Es cierto que las tendencias inflacionarias iban en aumento debido a la escasez de combustibles fósiles, recursos no renovables, que se están agotando, sin que surjan sustitutos viables, en el proceso de transición energética.
El encarecimiento de la energía se transmite prácticamente a todos los productos y servicios. Solamente el transporte de los productos agrícolas requiere el consumo de importantes cantidades de combustible diésel. Como los alimentos intervienen en las cadenas de producción de muchos bienes y servicios, impulsan el incremento generalizado de precios.
Vemos en el gráfico la caída de la capacidad de compra de los salarios del 3,6% en 2021 y la previsión para este año: descenso del 4,5%.
El efecto inmediato de las subidas de precios es, por tanto, la disminución del poder de compra de las familias, lo cual reduce el consumo y la demanda agregada. Al mismo tiempo pierden competitividad las empresas, reduciéndose también las exportaciones.
La inversión privada se verá afectada por la incertidumbre de un futuro en el que las ventas caen y los costes de producción crecen.
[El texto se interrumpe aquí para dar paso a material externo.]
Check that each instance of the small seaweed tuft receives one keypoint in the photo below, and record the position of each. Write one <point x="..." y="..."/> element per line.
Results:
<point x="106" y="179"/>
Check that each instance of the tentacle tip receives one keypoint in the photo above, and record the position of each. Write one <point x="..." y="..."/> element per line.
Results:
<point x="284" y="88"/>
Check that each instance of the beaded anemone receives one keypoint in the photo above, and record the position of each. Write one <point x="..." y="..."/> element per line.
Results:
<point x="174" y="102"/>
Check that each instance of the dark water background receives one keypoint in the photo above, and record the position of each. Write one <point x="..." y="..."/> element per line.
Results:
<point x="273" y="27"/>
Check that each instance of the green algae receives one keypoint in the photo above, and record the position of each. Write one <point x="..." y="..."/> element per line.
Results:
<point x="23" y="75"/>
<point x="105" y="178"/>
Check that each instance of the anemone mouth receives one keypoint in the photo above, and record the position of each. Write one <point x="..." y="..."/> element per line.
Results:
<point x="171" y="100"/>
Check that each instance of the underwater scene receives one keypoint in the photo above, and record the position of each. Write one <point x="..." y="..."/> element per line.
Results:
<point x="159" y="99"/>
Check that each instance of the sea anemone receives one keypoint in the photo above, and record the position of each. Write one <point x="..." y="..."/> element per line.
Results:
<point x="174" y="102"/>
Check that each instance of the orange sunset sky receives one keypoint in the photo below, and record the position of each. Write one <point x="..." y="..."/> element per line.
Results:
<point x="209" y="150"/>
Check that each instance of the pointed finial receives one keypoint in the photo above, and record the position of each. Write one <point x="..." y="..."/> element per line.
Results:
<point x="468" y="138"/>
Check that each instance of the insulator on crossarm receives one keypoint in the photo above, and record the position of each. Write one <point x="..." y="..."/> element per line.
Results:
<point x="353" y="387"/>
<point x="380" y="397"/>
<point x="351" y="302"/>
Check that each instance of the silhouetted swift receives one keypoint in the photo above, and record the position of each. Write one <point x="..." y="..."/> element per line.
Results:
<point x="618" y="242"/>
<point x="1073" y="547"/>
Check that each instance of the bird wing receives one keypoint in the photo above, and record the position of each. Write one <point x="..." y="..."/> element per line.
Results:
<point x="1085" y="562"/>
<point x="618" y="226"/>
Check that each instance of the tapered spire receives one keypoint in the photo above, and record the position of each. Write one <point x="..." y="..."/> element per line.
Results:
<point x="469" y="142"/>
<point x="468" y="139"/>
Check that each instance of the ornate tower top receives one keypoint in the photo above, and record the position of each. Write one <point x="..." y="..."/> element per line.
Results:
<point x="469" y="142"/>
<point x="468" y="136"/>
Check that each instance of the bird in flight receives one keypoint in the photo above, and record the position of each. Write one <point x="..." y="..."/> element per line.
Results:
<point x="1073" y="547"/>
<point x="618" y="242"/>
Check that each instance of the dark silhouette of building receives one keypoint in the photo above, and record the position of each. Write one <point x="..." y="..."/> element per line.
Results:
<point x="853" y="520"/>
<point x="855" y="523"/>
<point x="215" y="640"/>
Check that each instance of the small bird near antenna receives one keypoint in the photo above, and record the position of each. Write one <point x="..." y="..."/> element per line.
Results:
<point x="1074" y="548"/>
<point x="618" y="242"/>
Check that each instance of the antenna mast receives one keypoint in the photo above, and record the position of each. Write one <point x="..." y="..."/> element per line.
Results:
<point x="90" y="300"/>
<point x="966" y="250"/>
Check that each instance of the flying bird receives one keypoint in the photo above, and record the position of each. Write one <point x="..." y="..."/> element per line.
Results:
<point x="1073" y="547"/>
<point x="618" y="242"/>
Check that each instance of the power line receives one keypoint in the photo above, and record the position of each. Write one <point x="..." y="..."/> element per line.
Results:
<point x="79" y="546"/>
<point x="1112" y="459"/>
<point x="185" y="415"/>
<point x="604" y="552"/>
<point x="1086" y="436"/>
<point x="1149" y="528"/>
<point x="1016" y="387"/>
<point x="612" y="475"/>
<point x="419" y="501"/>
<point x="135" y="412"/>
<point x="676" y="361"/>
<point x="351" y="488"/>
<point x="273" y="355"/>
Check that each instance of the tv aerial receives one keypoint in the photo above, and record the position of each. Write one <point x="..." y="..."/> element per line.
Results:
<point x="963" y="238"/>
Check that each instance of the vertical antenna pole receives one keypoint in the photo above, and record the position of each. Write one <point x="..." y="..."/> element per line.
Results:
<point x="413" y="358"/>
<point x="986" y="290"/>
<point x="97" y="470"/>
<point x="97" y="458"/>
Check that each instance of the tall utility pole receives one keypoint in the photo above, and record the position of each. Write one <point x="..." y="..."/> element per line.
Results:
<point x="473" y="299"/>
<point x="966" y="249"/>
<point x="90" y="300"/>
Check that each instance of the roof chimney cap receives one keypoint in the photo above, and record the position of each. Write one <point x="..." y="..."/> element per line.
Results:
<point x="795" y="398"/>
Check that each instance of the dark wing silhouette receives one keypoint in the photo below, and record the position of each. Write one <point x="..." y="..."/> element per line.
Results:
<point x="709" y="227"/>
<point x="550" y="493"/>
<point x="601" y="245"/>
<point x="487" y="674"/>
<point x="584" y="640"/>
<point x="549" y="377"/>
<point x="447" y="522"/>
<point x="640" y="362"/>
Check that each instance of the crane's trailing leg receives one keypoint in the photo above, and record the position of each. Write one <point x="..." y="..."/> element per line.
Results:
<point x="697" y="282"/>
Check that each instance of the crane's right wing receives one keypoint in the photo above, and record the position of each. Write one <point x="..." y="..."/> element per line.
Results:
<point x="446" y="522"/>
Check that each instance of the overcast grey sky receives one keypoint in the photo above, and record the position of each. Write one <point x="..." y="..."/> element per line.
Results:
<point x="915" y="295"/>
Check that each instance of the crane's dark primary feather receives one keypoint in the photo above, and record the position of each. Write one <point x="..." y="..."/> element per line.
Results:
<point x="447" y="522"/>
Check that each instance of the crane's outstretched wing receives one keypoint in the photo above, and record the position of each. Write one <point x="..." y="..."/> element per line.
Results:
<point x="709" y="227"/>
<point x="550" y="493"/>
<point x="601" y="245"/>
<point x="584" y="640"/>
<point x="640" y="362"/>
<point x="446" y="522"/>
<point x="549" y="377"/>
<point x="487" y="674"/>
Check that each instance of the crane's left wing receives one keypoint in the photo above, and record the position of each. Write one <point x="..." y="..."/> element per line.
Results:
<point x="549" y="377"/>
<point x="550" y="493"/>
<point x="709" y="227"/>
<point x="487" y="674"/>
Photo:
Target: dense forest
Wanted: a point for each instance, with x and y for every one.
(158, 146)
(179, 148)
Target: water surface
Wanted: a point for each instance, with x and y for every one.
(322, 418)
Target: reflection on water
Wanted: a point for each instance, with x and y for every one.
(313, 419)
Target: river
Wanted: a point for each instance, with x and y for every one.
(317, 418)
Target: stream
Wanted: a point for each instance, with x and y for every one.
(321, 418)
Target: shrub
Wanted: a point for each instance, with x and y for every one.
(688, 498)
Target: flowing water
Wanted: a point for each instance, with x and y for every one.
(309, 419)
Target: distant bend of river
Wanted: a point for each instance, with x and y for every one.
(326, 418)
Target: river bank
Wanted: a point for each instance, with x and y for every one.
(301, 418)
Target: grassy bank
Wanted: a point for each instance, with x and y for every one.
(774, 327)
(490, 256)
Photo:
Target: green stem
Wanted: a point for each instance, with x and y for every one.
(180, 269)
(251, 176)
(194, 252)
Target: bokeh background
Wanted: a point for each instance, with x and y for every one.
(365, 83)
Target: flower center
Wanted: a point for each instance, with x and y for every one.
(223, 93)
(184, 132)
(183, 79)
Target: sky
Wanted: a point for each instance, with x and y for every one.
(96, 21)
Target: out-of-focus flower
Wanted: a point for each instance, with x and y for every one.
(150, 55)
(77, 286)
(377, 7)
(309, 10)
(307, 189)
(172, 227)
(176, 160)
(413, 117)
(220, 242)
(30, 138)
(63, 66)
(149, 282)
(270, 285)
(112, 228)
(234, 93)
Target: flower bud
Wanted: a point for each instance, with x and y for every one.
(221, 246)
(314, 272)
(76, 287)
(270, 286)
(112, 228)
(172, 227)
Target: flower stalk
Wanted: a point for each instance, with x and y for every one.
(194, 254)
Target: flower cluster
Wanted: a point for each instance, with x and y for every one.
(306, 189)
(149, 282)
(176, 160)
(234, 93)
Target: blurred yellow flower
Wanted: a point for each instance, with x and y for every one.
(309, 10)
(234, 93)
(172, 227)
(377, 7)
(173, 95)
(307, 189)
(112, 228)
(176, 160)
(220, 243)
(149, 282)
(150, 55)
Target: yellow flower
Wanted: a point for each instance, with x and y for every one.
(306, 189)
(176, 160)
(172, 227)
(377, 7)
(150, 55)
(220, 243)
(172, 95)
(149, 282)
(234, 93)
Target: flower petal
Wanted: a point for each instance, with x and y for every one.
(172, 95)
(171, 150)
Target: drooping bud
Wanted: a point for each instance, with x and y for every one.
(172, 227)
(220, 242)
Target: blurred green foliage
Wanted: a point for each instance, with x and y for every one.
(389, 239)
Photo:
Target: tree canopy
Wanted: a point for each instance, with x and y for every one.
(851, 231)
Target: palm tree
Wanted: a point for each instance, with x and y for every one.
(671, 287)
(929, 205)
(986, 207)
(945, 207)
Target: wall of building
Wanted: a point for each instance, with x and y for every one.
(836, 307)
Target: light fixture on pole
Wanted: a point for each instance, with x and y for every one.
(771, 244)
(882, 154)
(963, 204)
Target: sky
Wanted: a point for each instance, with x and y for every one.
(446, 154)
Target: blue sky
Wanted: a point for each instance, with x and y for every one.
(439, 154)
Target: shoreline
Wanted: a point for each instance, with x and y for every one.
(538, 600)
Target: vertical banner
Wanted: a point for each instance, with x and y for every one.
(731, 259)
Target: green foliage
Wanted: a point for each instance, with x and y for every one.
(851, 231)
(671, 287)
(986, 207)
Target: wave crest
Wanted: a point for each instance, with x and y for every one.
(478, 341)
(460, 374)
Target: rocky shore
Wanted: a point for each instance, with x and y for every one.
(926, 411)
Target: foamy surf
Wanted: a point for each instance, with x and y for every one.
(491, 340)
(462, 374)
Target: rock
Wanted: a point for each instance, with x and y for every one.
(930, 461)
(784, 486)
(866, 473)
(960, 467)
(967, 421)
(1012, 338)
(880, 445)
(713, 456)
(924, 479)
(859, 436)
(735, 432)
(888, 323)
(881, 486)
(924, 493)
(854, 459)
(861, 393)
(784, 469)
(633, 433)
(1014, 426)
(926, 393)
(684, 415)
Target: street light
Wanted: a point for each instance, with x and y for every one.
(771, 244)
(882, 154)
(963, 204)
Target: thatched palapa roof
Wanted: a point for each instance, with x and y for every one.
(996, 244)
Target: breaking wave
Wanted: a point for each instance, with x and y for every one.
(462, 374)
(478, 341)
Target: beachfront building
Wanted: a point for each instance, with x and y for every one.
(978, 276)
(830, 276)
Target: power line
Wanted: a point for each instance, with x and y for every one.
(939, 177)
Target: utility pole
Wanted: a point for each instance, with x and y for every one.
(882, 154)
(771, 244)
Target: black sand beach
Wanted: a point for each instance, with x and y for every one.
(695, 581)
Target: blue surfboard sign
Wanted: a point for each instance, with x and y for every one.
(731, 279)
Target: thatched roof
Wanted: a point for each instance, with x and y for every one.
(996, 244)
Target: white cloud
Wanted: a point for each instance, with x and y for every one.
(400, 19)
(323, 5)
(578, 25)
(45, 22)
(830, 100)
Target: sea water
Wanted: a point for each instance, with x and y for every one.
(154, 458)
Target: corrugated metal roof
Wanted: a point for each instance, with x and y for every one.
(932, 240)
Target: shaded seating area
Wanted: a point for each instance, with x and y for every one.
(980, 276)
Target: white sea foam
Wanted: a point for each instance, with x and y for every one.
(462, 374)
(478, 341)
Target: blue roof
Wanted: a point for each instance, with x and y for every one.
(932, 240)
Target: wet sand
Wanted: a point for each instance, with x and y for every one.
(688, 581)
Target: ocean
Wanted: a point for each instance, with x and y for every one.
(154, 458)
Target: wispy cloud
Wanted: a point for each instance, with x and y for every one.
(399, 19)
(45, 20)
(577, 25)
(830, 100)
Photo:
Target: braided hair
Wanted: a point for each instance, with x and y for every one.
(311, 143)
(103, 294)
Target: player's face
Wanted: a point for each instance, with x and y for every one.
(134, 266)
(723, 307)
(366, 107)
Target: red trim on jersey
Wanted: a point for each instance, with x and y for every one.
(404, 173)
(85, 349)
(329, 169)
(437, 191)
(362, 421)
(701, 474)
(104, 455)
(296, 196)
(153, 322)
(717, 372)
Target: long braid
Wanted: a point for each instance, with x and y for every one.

Será difícil que esta situación lleve a los empresarios a endeudarse o a dedicar mayores recursos propios a nuevos proyectos.
El sector público tampoco está en situación de expandir el presupuesto, por lo que el Gobierno español ha planteado en el Congreso de los Diputados un plan nacional de respuesta al impacto de la guerra, que incluiría el impulso de un pacto de rentas, pero los sindicatos se muestran escépticos en poder llegar a un acuerdo a corto plazo.
Este acuerdo, según apuntan desde el Ejecutivo, proporcionaría estabilidad desde la perspectiva de los costes sociales y los beneficios empresariales, la protección de las familias más vulnerables y de los sectores afectados, como el turístico y el agrícola, así como medidas para profundizar en la transición energética.
En definitiva, el reto es repartir las facturas de la guerra, la energía y las materias primas, así como las consecuencias de la crisis sanitaria, aceptando el compromiso empresarial de reducir dividendos y compartir beneficios, al tiempo que las pérdidas reales de salarios se vean compensadas en los próximos años.